I don’t think I can be overly dramatic when describing this. Someone who hasn’t been there may roll their eyes and attribute addiction to a lack of willpower, irresponsibility, selfishness, etc., but to those who have felt that monster invade their heart, mind, and soul, there is no doubt about it’s realness and power.
For reasons I can only speculate on, God has relieved much of my personal suffering when I comes to addiction, save these nasty cigarettes (though we are working on that). I bare the scars from it an so does my family. I am stronger because of my experiences and pray that God will redeem them now that he has selected me as his own.
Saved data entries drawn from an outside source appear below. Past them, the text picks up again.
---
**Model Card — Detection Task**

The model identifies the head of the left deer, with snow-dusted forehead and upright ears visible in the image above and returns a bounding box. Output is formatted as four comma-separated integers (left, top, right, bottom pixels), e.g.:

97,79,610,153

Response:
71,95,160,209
There is a freedom I enjoy that is not common amongst addicts, and that most in recovery would even argue doesn’t exist. No doubt, I have strict boundaries, but the menace of the everyday battle is mostly gone. I haven’t a clue as to why that is other than it is part of Gods plan to use me in some way. I hope and pray that the reasons are so that I can somehow impact the world inside the realm of addiction as well as outside of it. As of now, I don’t know. All I can do is trust in the omnipotence of God and his plan for eternity.
We all should pray not only for the friends and family of Amy Winehouse, but also for the addicts who still suffer. For the families battling with and for their loved ones, my heart goes out to you. Never give up, never give in. There can be recovery, and it can be a beautiful thing, but it isn’t easy. I pray God will bless you and strengthen you.